Personal information
- Born: June 7, 1981 (age 45) Los Angeles, California, United States

Sport
- Sport: Boxing

Medal record
Representing United States
Pan American Games
| Silver medal – second place | 1999 Winnipeg | Flyweight |

= José Navarro (boxer) =

American boxer

José Navarro (born June 7, 1981) is a professional boxer who competes in the Flyweight division. Navarro participated at the Summer Olympics in 2000 in Sydney, Australia. He is of Mexican descent.

==Amateur career==
Member of the 2000 USA Olympic Team boxing in the Flyweight class.
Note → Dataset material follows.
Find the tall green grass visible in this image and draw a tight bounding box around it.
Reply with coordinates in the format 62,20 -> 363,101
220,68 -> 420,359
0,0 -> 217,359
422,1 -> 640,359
His results were:
- Defeated Hermensen Ballo (Indonesia) 16-10
- Defeated Hicham Mesbahi (Morocco) 12-9
- Lost to Jérôme Thomas (France) 12-23

==Pro career==
Navarro turned pro in 2001. In 2003, he became the WBC Continental Americas super flyweight champion and the International Boxing Association super flyweight champion when he defeated Reynaldo Hurtado. In 2005 at 21-0 he lost a close decision to Katsushige Kawashima for the WBC super flyweight title in Japan. In 2006 he traveled to Japan again to challenge Masamori Tokuyama for the WBC super flyweight title and lost a decision. Starting in 2012, he is now a boxing trainer working in Los Angeles.